There are two vital, yet conflicting, policy considerations that are identified by the majority of the bench. Chief Justice McLachlin signals the first policy consideration in the opening words of the decision: “sexual assault is an evil.” Indeed, it is an evil, and one that disproportionately affects those with limited mental capacity. There exists, as a result, a pressing social need to bring to justice those who sexually abuse vulnerable people. Not only are victims like K.B. targeted more often, but it is much more difficult to include their voice in the legal process; “they lack the capacity to articulate in abstract terms the difference between truth and a lie and the nature of the obligation imposed by promising to tell the truth” (66). Given their precarious position and the stigma surrounding these crimes, a reading of s. 16(3) in this way may make it impossible to bring justice to these victims, according to the majority. The harms to the individual, her family and her friends do not stop there. But, it may not be necessary to amplify this point any further.

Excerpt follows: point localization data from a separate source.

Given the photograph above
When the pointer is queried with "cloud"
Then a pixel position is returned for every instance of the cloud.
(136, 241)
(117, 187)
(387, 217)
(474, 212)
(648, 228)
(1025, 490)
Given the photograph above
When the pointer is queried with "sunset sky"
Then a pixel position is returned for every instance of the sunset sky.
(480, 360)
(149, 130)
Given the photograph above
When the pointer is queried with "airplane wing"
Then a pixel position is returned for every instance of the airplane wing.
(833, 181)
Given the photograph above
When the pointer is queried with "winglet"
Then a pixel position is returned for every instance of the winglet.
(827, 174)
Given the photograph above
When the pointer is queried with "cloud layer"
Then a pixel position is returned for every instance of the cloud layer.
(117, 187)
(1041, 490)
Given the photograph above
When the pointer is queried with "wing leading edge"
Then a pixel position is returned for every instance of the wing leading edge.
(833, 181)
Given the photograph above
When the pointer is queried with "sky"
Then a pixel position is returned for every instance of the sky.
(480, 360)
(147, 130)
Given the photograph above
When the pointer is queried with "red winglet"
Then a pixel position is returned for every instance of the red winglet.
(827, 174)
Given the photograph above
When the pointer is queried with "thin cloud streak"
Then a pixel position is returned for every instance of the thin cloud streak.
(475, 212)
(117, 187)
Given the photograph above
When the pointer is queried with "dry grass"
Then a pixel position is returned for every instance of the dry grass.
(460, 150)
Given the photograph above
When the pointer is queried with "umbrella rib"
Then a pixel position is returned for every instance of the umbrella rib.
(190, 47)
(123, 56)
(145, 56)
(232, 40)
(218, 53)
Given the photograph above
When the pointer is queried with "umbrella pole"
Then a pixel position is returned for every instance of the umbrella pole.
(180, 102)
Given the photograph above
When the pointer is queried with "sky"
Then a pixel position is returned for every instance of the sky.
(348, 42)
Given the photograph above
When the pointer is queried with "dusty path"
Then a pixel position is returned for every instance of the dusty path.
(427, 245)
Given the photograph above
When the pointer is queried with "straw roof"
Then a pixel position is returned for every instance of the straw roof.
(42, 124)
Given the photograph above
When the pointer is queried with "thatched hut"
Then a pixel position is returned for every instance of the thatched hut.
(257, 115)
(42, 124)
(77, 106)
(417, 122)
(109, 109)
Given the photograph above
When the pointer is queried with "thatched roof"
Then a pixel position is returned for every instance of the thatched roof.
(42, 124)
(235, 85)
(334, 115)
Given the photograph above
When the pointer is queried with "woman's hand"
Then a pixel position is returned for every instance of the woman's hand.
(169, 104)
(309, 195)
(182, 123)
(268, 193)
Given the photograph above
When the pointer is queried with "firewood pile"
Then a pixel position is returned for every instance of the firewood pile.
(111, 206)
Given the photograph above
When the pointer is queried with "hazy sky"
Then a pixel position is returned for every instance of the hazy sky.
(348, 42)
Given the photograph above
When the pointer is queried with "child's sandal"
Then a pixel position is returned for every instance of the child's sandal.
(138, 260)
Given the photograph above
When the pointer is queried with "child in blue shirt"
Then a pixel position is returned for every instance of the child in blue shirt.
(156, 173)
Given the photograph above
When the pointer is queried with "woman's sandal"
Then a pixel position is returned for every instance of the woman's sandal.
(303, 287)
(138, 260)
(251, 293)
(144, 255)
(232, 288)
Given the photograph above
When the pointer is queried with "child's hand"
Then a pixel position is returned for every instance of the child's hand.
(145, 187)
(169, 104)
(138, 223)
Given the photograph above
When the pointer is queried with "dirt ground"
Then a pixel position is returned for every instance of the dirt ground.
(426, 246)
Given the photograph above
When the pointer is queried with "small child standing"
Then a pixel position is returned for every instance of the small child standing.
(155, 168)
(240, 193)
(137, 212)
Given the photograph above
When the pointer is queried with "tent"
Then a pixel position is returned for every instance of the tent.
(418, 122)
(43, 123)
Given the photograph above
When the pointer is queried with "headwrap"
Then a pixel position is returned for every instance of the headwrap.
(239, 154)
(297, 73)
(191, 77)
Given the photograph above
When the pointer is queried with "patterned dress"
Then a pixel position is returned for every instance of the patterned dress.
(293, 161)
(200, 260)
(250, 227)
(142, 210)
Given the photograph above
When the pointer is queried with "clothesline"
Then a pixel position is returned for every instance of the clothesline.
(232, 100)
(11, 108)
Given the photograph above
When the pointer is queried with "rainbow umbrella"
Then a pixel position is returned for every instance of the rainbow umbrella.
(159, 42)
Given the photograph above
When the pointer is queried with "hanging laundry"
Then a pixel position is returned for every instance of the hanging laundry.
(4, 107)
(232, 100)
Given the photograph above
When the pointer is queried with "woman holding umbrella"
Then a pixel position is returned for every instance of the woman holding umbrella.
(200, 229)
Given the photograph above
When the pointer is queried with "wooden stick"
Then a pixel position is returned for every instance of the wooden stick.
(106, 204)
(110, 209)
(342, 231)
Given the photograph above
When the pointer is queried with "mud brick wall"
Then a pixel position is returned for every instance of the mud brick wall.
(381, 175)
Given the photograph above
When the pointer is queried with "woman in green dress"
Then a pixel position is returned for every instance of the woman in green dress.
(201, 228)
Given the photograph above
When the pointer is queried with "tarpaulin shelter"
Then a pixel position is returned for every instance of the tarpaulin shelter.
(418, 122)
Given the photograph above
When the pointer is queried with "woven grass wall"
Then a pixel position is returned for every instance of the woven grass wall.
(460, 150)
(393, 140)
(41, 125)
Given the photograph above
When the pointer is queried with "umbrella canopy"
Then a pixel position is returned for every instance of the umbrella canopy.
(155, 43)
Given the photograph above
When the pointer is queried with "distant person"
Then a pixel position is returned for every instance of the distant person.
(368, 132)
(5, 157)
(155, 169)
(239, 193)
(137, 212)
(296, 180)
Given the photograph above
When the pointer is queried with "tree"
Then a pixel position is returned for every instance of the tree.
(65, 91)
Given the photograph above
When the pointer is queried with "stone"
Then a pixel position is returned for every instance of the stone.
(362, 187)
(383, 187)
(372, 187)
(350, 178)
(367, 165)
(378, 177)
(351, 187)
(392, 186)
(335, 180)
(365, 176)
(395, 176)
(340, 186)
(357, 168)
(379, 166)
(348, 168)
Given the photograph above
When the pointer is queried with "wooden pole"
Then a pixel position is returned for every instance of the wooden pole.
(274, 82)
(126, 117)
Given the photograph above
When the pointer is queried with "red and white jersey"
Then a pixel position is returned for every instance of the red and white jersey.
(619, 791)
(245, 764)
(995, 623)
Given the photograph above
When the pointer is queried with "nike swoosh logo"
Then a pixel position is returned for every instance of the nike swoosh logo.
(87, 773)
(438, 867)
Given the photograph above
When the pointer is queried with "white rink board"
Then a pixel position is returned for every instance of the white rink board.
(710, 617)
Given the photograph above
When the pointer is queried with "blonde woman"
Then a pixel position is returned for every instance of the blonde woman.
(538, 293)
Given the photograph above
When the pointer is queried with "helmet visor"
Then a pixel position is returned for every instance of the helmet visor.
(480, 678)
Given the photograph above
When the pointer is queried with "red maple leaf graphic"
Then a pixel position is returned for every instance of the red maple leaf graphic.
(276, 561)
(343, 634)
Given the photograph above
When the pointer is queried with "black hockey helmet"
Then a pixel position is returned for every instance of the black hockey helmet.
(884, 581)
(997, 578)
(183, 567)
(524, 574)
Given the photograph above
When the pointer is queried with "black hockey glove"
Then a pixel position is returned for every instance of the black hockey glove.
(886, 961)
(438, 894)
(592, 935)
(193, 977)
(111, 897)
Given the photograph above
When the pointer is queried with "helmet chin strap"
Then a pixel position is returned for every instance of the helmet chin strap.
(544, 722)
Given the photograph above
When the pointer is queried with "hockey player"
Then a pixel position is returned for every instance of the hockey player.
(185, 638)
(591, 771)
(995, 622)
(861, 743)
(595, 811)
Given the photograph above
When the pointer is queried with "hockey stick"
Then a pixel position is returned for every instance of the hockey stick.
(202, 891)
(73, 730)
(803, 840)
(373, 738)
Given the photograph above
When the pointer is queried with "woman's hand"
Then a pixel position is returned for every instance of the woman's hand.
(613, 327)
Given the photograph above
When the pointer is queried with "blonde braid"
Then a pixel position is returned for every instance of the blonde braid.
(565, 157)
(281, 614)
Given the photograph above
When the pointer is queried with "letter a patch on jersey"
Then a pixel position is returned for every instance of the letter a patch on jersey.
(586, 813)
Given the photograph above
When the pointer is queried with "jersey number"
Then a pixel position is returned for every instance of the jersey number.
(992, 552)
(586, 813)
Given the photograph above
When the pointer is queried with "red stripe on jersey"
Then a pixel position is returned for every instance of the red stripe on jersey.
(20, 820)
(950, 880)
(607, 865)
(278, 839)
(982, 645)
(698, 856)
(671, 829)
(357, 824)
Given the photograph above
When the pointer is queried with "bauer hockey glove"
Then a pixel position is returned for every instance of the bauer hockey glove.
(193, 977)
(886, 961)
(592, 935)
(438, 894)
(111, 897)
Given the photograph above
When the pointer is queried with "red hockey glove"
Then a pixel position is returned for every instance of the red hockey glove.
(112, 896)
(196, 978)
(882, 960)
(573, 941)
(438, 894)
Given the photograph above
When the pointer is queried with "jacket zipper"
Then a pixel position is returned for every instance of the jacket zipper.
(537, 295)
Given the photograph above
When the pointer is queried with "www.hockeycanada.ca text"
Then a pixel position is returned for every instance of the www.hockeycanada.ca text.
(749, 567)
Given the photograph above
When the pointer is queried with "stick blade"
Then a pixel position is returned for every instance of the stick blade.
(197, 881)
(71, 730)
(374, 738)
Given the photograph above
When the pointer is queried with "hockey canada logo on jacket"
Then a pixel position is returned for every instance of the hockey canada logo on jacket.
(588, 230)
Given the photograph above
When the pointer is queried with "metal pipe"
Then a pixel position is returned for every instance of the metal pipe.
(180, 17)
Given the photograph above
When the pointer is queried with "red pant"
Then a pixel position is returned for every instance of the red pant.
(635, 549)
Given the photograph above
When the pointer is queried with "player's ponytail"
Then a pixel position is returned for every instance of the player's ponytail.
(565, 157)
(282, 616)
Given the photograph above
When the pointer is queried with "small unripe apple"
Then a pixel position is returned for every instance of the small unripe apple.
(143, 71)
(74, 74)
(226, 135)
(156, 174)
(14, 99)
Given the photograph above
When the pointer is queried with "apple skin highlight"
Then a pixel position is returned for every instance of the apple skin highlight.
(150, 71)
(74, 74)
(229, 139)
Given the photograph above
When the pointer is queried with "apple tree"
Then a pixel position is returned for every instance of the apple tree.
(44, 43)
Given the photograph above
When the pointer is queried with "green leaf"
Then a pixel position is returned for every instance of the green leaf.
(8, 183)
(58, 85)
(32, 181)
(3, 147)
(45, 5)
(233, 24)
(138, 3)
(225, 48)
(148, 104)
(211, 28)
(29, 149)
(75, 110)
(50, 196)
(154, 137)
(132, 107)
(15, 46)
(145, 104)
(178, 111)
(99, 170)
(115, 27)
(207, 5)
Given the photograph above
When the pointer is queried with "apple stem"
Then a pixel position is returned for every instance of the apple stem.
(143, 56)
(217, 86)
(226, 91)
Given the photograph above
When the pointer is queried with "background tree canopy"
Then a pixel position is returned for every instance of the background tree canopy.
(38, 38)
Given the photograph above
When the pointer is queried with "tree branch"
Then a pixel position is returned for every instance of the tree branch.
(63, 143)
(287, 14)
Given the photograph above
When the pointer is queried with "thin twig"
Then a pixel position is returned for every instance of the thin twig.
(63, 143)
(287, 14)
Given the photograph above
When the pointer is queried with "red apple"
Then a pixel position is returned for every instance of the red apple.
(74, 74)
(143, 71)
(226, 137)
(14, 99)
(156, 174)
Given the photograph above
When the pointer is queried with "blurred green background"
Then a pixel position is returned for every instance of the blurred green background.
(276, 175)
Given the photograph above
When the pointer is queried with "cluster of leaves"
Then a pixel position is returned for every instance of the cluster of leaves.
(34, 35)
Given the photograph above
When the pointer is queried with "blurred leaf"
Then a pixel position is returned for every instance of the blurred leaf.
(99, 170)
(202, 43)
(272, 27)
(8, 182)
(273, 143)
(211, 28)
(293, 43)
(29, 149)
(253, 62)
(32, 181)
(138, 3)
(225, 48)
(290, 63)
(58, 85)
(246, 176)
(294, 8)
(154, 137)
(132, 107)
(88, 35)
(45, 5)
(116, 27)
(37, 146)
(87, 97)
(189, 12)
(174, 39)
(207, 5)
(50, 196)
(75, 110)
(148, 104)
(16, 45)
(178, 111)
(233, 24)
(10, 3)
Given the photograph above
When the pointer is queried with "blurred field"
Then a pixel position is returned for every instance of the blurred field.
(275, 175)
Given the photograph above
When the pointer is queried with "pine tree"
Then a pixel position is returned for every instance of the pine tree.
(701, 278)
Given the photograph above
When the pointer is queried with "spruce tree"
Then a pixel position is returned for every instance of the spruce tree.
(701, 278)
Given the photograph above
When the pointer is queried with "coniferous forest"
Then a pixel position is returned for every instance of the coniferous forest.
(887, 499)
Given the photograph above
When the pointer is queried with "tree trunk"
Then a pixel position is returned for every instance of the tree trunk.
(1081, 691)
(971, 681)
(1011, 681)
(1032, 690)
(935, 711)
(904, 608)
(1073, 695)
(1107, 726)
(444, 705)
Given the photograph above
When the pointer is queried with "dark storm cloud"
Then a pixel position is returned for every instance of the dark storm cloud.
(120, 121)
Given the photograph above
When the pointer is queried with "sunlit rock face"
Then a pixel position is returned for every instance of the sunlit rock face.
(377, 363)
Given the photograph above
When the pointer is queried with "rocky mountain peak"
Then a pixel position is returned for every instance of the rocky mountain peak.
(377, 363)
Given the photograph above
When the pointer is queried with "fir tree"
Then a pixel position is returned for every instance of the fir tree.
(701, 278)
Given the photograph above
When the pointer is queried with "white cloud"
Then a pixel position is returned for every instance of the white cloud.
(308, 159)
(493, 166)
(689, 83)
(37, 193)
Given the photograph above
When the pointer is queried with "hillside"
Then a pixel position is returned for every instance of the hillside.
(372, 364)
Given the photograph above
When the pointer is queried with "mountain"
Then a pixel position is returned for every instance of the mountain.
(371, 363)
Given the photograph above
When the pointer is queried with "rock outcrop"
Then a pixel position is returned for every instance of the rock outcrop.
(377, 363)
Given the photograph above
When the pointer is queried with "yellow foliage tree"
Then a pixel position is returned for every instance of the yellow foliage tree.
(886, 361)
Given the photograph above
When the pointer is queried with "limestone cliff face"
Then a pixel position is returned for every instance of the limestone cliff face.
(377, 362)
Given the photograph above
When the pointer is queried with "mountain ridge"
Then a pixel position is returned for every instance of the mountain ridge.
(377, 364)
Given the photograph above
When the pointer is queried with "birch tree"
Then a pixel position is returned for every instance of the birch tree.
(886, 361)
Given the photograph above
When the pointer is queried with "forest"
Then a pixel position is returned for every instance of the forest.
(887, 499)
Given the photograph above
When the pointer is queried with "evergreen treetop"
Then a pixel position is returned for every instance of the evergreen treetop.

A conflicting policy consideration takes the perspective of the accused – particularly, his right to a fair trial. The common law of evidence has erected numerous safeguards that offer ample protection against the risk of wrongful conviction. Reliability is the minimal threshold that must be met before submitting evidence before a judge or jury. Evidence is, at best, reliable – not guaranteed to be truthful. Even a person with average or above-average mental abilities may be untruthful on the stand; she either lies or has forgotten or mistaken certain pieces of information. What the trial process seeks is a basic indication of reliability. After that point, the witness’s evidence can be tested by cross-examination. While on the stand, the trier of fact can assess the demeanor of a witness. Together, the trier of fact can determine whether or not to accept all, part or none of her testimony and, above all, determine the weight to accord to her evidence.
There is certainly a trend in the law of evidence in Canada that would prefer to admit more evidence at the early stages, thereby placing more emphasis on the weighing of evidence. As cases like Kahn have warned us, cases involving children and adults with limited mental capacity struggle to make it to court for a myriad of reasons. By placing high demands on these vulnerable groups, we continue to leave them on the fringes of society, and of the legal system.